Individually, these were big commitments, each of them bigger by far than anything we have seen before. Combined, they are bigger still, with each part reinforcing the other. It was, for example, the very strong signal from the commodity buyers that enabled us to get some of the more reluctant forest countries over the line. Above all, it was the inspiring leadership of big-ocean biodiverse forest countries like Colombia that made it possible for the UK Presidency to ask others to reimagine what is possible. The commitment and energy of countries like Costa Rica, Gabon, Pakistan and, of course, Colombia was visibly infectious and encouraged others to step up.
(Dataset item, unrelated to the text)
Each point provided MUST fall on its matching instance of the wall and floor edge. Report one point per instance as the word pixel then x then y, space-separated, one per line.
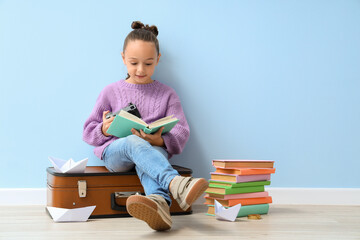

So alongside the big announcements on forests and land use, and before the formal negotiations even began, there were other world- leading commitments. President Duque, for instance, announced at COP that Colombia, Panama, Ecuador and Costa Rica will be creating a single coherent and connected marine protected area covering more than 500,000 km² of ocean – protecting key migratory routes for sea turtles, whales, sharks, and rays and boosting commercial stocks in surrounding waters. It is exactly that level of ambition and leadership the world needs, and I’m looking forward to the UK actively supporting this wonderful initiative.
What was secured for our forests at COP26 in Glasgow represents the turning point we urgently need. But we know that the gap between where we are now and where we need to be by the end of this decade is vast – and that promises are only valuable in so far as they are honoured. So in the year of our COP Presidency – and beyond – the UK will do everything we can to maintain momentum, inject real accountability and catalyse action. I have no doubt that the powerful partnership between the UK and Colombia will continue to be at the forefront of making that happen.